Elle était trop sage pour ranimer au souffle de la reconnaissance un sentiment dont elle avait fini par se douter l’année précédente, alors que Nellie, dans son désespoir du brusque départ sans adieu de celui qu’elle adorait était tombée gravement malade. Quelques paroles, échappées pendant une nuit de souffrance à la pauvre abandonnée l’avaient trahie. Mme Dawson, sans en demander davantage, s’était appliquée à la consoler d’abord, à la raisonner ensuite, et peu à peu l’affectueuse fermeté de la mère semblait avoir triomphé des rêves de l’enfant : celle-ci était redevenue, en apparence du moins, maîtresse d’elle-même ; elle avait quitté le pays, bien pâle, bien faible encore, mais victorieuse dans sa lutte contre le premier chagrin. Mme Goldwin s’était attendue certainement à trouver plus de gaîté chez une personne de dix-sept ans. Elle fut étonnée d’abord de ce calme plein de mélancolie qui s’alliait à une stricte observance du devoir, puis elle en fut touchée, car sa perspicacité féminine eut bien vite démêlé quelque douleur secrète au fond d’une si jeune âme, et le désir généreux lui vint de la guérir. Elle lui témoigna donc une touchante bonté ; autour d’elle chacun disait qu’elle gâtait la jeune gouvernante, qui, traitée en égale, était toujours auprès d’elle, dans son salon, dans sa voiture, à lire, à causer ; mais Mme Goldwin ne se laissa pas détourner par les propos du voisinage de cette bonne œuvre qui était du reste une distraction pour elle au milieu de la monotonie d’un long séjour à la campagne.

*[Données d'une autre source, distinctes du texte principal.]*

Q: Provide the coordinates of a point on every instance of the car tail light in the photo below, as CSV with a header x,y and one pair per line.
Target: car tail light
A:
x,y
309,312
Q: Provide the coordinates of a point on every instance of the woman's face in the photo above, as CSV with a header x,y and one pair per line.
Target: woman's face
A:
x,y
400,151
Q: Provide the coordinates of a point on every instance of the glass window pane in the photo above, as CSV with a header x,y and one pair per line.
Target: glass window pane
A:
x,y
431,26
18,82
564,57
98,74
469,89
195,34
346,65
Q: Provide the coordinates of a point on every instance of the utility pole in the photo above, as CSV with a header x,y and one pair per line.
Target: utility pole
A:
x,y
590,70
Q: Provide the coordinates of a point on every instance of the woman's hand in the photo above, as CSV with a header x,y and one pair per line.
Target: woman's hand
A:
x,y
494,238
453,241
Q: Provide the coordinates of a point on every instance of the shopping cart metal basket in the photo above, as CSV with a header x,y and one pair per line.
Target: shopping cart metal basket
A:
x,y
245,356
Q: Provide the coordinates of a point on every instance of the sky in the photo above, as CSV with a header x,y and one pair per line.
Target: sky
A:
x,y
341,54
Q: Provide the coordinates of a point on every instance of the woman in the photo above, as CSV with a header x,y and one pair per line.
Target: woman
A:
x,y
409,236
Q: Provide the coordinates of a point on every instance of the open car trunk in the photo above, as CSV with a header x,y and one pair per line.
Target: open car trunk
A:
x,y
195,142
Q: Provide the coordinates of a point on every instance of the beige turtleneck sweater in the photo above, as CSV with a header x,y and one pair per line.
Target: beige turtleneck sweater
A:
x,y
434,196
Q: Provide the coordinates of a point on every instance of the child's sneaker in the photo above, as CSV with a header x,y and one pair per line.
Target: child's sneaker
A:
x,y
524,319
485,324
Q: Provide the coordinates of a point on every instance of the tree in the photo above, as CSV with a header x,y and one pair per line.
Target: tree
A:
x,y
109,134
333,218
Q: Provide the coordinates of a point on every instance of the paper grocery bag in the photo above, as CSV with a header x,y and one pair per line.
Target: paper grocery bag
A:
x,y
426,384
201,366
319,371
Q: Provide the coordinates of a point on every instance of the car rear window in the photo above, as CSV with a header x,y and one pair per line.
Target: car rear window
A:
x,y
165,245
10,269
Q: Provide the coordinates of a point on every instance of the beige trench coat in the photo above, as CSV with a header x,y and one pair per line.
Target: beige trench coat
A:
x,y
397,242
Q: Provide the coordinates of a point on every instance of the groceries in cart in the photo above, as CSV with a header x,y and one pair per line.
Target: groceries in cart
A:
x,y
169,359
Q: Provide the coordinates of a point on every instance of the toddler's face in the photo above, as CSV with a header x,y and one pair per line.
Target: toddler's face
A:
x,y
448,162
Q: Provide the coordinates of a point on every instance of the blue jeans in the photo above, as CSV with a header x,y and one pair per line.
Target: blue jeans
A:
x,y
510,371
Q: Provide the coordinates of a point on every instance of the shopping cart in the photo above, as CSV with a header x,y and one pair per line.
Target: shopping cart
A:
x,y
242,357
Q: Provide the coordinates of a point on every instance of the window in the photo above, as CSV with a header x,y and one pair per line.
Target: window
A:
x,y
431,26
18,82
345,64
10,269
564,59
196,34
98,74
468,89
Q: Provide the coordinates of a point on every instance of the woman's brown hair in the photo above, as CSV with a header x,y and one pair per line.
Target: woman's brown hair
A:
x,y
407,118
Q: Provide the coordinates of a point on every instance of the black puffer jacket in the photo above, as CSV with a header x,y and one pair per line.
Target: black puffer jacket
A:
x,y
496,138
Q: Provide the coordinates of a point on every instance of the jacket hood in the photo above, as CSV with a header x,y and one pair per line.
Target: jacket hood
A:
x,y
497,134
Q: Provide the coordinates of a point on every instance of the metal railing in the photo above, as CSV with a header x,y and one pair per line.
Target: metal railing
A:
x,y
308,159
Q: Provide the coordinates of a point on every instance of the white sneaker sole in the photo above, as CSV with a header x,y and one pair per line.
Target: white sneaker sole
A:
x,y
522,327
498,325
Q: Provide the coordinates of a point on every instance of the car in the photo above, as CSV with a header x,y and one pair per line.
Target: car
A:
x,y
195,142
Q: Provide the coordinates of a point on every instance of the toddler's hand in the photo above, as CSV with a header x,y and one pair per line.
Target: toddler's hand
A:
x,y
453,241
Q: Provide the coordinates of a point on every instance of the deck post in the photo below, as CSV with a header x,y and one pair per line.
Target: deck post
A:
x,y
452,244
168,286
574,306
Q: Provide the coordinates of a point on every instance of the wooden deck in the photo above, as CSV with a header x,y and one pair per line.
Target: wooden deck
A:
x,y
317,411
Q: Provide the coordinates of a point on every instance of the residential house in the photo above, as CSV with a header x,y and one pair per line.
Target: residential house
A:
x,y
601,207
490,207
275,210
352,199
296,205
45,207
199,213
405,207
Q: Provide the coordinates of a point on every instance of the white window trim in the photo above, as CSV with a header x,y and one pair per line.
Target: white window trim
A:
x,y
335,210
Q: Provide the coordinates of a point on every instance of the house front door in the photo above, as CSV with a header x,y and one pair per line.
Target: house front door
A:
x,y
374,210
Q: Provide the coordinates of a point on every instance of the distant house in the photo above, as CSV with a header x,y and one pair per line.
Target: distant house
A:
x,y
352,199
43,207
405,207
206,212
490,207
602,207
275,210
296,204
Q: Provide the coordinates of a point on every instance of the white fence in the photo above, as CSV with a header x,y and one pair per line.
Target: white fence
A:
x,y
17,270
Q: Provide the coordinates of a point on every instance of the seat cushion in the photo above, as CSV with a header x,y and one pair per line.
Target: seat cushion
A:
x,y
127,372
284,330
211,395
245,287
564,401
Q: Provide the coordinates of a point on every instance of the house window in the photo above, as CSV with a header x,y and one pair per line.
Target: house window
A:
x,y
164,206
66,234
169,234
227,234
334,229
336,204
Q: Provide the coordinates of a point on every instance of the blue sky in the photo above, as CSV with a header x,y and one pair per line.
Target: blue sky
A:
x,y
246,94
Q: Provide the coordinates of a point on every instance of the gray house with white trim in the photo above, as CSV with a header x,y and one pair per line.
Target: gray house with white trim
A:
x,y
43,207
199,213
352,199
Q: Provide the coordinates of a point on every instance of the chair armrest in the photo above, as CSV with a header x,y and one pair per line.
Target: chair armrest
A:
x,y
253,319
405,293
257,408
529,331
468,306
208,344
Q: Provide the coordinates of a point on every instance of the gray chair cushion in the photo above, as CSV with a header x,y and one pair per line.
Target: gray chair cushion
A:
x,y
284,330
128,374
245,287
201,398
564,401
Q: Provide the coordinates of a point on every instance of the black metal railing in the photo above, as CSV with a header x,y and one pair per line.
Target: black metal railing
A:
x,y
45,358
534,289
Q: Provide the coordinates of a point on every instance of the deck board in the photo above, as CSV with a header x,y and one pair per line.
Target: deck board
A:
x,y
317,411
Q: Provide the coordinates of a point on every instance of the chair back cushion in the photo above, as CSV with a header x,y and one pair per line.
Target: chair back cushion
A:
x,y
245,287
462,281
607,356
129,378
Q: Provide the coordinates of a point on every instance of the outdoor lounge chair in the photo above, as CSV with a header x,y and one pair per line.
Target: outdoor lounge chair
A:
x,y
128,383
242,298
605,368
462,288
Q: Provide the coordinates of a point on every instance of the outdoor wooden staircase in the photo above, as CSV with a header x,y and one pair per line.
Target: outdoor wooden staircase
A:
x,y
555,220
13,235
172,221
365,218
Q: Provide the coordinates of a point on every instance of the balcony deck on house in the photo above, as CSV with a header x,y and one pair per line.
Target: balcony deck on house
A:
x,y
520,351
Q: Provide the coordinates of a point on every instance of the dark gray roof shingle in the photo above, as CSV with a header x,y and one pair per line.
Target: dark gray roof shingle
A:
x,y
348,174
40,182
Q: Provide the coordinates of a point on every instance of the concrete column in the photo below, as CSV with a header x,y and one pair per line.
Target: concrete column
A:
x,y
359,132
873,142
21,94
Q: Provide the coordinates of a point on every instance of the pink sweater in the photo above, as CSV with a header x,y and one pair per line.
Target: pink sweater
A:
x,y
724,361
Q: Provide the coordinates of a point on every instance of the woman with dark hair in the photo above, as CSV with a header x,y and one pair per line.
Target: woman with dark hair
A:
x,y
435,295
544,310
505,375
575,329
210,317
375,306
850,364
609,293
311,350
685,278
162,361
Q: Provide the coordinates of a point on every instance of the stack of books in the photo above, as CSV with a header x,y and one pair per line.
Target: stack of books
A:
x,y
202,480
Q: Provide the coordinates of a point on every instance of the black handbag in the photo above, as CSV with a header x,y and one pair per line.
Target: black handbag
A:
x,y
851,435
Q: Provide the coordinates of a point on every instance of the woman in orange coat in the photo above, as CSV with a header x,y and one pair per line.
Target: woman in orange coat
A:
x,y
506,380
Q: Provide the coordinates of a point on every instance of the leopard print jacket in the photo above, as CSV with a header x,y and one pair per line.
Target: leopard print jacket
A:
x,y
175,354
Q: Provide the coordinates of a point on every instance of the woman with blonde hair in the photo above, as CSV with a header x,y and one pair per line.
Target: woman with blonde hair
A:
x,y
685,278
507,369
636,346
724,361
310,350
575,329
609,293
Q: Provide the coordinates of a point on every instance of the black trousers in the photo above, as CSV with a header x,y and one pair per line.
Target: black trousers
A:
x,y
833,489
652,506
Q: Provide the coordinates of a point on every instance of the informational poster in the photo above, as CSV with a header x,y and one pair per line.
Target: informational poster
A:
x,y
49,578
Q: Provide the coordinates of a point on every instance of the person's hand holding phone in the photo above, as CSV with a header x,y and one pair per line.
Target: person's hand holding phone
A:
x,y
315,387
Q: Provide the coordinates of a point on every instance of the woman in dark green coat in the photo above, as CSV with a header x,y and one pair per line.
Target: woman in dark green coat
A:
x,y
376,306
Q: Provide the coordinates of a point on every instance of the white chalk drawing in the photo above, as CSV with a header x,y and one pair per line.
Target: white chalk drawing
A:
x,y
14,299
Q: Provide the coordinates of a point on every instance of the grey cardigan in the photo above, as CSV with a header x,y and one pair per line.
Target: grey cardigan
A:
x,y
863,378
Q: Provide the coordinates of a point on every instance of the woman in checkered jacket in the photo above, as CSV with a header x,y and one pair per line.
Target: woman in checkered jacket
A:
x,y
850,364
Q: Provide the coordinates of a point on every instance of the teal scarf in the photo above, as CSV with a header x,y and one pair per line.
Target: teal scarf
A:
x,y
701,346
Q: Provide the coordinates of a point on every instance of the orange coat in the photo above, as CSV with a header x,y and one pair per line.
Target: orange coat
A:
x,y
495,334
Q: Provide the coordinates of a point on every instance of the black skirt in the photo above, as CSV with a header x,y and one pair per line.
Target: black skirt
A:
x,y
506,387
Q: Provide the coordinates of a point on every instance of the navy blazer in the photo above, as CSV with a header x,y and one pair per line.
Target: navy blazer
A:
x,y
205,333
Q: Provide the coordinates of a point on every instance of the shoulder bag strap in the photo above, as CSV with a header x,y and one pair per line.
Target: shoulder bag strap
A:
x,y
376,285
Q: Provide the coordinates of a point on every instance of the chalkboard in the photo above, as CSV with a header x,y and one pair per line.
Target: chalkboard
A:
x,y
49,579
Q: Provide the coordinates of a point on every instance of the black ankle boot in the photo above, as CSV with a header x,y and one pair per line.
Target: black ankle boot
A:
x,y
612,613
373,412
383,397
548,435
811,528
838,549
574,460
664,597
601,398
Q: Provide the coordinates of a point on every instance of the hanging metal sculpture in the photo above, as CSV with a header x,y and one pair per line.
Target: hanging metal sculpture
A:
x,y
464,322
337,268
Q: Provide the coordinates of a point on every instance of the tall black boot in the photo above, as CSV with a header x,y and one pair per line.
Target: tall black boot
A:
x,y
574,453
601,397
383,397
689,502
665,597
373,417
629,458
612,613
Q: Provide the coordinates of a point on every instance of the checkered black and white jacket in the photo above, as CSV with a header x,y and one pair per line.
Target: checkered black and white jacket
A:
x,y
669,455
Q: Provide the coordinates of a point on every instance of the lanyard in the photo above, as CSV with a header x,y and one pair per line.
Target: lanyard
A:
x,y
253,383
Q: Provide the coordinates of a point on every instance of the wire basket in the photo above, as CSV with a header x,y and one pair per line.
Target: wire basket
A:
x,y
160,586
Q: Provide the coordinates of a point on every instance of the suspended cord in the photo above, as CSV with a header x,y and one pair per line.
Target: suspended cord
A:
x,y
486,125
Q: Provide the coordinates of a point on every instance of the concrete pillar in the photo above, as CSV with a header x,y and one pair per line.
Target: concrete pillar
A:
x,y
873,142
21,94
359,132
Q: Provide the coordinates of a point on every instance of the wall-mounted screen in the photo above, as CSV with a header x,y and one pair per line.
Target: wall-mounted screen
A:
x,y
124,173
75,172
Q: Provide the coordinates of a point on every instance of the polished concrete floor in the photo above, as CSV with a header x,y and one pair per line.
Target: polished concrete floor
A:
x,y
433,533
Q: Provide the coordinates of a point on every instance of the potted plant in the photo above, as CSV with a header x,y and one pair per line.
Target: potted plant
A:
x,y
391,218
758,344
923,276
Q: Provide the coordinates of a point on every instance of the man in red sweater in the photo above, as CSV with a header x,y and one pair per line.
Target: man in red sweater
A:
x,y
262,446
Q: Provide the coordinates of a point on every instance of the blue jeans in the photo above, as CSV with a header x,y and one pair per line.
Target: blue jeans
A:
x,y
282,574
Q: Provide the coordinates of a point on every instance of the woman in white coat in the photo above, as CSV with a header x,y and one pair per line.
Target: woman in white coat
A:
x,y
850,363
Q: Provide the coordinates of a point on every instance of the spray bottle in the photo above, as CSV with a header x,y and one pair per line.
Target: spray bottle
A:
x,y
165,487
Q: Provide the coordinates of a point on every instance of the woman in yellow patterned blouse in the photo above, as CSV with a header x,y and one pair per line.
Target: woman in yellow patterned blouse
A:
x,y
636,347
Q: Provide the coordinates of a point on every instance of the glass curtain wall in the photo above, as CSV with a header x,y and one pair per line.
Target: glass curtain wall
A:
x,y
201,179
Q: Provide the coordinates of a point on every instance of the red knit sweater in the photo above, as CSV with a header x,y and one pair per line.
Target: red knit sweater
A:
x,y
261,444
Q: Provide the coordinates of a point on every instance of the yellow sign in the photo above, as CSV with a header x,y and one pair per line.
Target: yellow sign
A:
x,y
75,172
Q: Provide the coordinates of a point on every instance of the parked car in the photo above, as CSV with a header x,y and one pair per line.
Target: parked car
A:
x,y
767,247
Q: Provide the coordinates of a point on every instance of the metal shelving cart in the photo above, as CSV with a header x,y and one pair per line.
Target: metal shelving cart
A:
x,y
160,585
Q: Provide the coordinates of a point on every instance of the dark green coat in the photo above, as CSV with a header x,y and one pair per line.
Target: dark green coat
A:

L’esprit de Nellie se développa singulièrement, grâce à la société de cette femme distinguée, en même temps que son cœur se réchauffait sous l’impression d’une sincère bienveillance manifestée à tout propos. Jamais une question indiscrète sur son passé ; Nellie, du reste, serait morte plutôt que de se confesser à qui que ce fût. Elle priait matin et soir pour Wilfred ; voilà tout.